PTSD and Sexual Disorders Exposure to extreme traumatic events (military, traffic accident, rape) may lead to behavioral and physiological abnormalities which at times persist long after the precipitating event and become permanent, leading to the clinical syndrome known as PTSD. PTSD is known to affect significantly emotional, social, occupational and sexual functioning. Kaplan has shown that sexual problems are prevalent among PTSD patients. Letourneau et al. reported that over 80% of PTSD patients studied, were experiencing clinically relevant difficulties. ED and premature ejaculation were the most frequently reported problems. They suggest that PTSD may be a risk factor for sexual problems. PTSD patients are frequently treated for symptoms of anxiety and depression, mainly with anxiolytics and antidepressants. Fossey and Hamner reported that clonazepam can cause sexual dysfunction in male veterans with PTSD. The role of antidepressants in inducing sexual dysfunction is well known.

A study by Kotler et al. compared the various components of sexual functioning among three groups of males:

  • untreated PTSD patients (n _ 15),
  • PTSD patients being treated with SSRIs (n _ 27)
  • a group of healthy controls (n _ 49).

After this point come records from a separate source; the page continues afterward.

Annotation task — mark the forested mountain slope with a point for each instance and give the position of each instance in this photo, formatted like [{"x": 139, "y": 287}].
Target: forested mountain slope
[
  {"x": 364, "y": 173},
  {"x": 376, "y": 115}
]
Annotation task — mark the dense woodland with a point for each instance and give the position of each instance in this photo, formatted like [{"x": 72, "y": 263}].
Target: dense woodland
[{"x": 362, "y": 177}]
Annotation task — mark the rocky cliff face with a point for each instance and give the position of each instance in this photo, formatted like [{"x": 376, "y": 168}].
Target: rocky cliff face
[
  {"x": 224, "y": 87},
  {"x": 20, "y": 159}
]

All participants completed an 18-item questionnaire for assessment of sexual functioning. Those with PTSD also completed the impact of events scale and the symptom checklist-90. Untreated and treated PTSD patients had significantly poorer sexual functioning in all domains (desire, arousal, orgasm, activity and satisfaction). Compared to healthy controls, those treated with SSRIs had greater impairment in desire, arousal and frequency of sexual activity with a partner. There was a high correlation between sexual dysfunction among the PTSD group and the anger-hostility subscale of the symptom checklist-90.
Treating male PTSD sufferers with sildenafil in a dose of 50mg brought about significant improvement (53.5%) in erection functionality and at the same time improved desire, orgasm and sexual satisfaction. This study shows that the phases of the sexual cycle are connected to each other and improving one usually results in improvement of the other phases. In conclusion, anxiety disorders are associated with a significant impairment in all domains of sexual functioning.